Thursday, July 24, 2014

1939 Best Short Story - My Ballot

1939 Retro-Hugo Awards - Best Short Story

I definitely had a favorite in this group, as well. But several were fun to read.

Spoilery comments and my ballot behind the link...
1. “How We Went to Mars” by Arthur C. Clarke (Amateur Science Stories, March 1938)
This little story is really funny! Quite, quite silly. And so very British. It pokes loving fun at so many of the sci-fi tales of the day. Rocket societies have sprung up in many of the nations of the world, all setting off rockets and trying to outdo each other, with lots of disastrous results, and the narrator isn't bothered in the slightest. The narrator's rocket society eventually accidentally rockets themselves to Mars, and back, and it's quite the fun little ride. I loved this story a lot.

2. “The Faithful” by Lester del Rey (Astounding Science-Fiction, April 1938)

DOG PEOPLE!!! And anxiety over the building war and the development of war technologies that could end Man forever. Dogs mourning the loss of Man, with whom they've lived and whom they've served for 50,000 years. They find a new friend in the somewhat-less-uplifted apes, and hope to rebuild them into a new, better Man. But what does it mean at the end - "For no man knoweth--"? The Rapture? The return of Christ? This left me with a big "What??"

But then, here, the author himself is talking about how it was his first written story, written in just a few hours, and he wrote it as a nice, simple, direct story, so perhaps I'm overthinking it. :) Next!


3. “Hyperpilosity” by L. Sprague de Camp (Astounding Science-Fiction, April 1938)

Humanity Gets Its Hair Back. This was a fun little read. 

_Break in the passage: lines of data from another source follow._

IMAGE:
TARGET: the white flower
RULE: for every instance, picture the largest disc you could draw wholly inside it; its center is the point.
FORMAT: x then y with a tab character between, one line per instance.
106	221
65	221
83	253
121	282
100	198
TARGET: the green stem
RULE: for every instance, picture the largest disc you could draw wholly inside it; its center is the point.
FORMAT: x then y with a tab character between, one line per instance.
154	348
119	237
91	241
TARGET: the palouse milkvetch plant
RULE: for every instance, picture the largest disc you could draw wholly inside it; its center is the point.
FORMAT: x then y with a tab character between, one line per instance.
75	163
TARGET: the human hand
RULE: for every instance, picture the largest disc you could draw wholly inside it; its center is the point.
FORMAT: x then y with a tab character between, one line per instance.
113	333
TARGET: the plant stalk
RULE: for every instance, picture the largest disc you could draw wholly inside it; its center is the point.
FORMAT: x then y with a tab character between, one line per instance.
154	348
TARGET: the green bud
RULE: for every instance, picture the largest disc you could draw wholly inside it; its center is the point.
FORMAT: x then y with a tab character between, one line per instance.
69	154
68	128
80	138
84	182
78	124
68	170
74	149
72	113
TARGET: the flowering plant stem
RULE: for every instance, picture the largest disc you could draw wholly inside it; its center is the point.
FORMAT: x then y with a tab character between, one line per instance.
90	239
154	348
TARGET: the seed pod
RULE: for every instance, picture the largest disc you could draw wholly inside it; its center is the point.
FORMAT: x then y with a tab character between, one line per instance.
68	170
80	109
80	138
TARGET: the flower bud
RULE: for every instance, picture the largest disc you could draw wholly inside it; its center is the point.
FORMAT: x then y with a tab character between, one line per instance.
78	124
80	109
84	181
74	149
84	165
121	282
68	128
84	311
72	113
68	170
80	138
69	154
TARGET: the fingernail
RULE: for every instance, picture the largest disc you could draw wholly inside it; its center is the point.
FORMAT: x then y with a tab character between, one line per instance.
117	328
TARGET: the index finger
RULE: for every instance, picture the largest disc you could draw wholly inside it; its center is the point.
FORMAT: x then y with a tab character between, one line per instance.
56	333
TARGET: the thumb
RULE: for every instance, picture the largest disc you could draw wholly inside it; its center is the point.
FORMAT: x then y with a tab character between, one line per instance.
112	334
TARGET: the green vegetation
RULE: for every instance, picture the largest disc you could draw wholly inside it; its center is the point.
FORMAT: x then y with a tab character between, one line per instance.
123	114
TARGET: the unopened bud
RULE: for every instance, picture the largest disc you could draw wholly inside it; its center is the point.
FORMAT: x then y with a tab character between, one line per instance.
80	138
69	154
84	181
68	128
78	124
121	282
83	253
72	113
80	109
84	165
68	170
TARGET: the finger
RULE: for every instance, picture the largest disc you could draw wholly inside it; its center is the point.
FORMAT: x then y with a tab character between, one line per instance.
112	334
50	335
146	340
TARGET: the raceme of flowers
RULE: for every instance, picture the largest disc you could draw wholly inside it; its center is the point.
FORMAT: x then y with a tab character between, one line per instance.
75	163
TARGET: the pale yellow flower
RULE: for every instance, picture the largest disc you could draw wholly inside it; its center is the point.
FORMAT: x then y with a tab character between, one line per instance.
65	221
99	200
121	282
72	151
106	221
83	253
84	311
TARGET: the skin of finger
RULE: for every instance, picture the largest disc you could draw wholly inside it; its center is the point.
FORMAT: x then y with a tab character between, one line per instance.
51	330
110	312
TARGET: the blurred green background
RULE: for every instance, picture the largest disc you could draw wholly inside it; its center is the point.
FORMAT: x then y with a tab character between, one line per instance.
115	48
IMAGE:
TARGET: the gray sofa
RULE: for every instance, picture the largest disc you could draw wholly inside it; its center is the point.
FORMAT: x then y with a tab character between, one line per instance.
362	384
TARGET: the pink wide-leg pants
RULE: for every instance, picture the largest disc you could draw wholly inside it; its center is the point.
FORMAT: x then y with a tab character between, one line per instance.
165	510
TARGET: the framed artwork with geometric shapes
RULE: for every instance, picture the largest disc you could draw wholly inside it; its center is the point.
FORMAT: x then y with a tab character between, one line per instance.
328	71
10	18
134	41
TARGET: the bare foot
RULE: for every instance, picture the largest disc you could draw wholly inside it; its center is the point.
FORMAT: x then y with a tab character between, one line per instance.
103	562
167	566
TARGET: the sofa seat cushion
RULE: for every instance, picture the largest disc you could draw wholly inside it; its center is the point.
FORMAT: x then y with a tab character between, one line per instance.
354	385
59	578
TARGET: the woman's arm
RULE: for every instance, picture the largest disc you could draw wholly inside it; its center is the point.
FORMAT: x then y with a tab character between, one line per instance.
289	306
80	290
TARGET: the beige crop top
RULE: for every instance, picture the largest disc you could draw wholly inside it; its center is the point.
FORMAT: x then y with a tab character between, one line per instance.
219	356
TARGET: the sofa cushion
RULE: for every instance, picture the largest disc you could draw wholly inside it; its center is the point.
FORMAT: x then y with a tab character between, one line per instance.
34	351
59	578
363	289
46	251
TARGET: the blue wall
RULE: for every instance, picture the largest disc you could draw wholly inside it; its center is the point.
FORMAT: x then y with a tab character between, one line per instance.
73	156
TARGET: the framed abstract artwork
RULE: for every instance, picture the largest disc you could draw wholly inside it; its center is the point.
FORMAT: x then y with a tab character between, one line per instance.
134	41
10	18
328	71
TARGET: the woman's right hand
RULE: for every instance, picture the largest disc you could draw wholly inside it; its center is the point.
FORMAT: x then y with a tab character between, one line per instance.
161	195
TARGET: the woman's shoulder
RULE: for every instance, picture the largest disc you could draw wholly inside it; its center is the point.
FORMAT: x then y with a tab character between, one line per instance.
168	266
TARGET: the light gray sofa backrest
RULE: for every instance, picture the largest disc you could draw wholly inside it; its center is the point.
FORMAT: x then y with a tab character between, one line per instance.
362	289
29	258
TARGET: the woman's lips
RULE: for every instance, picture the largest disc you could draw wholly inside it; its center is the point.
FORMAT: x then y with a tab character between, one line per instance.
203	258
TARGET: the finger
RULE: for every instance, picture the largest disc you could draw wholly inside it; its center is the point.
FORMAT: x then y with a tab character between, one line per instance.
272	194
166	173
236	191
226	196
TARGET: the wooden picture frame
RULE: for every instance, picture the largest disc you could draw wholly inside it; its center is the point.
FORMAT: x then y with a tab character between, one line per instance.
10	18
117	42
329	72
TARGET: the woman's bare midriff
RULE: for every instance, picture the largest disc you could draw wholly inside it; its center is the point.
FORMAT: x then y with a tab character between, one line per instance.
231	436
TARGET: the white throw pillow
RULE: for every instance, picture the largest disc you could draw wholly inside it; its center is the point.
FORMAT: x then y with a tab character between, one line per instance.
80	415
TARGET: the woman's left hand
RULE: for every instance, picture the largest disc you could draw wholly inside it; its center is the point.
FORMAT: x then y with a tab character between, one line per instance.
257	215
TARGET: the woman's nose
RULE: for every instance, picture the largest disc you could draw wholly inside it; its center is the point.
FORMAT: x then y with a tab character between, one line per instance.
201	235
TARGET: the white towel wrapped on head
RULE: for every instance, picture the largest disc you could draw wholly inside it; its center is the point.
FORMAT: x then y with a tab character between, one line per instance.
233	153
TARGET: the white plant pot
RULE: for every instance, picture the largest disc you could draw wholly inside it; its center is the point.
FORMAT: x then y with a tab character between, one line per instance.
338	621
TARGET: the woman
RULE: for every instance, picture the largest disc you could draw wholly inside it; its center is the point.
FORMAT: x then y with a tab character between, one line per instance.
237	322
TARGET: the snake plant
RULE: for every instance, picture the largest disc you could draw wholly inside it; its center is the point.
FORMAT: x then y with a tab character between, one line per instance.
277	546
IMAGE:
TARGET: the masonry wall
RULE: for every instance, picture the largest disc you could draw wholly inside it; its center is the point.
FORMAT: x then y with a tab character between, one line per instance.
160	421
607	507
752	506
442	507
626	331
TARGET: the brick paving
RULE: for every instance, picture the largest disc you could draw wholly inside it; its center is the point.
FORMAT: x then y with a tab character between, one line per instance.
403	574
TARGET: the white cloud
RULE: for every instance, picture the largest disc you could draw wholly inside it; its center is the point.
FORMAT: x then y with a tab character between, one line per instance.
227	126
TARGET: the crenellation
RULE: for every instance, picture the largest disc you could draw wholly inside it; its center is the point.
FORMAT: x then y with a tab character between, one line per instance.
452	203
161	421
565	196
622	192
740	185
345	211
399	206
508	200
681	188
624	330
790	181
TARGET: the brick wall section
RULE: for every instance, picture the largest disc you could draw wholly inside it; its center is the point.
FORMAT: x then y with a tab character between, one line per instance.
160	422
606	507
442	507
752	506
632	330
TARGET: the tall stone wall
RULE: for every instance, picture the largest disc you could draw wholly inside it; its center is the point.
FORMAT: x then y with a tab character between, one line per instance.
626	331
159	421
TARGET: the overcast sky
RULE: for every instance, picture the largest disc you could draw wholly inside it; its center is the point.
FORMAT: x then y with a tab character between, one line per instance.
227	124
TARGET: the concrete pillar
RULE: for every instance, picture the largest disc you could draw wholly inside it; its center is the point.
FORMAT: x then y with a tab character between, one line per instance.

4. “Hollerbochen’s Dilemma” by Ray Bradbury (Imagination!, January 1938)
That's a short story, all right! Simple little mind game of a story. Fun but not much to it. A man who can see the future and can briefly stop time tries to figure out how to avoid his impending demise. I guess it's historic since it's Ray Bradbury's first published story.

5. “Helen O’Loy” by Lester del Rey (Astounding Science-Fiction, December 1938)
Meh. Men create ultra-beautiful robot and give her the capability of human emotions. She's beyond beautiful, equipped like a real human woman, and her only drive is to be the perfect wife. Both men fall in love with her, and no other women can compare. Blech.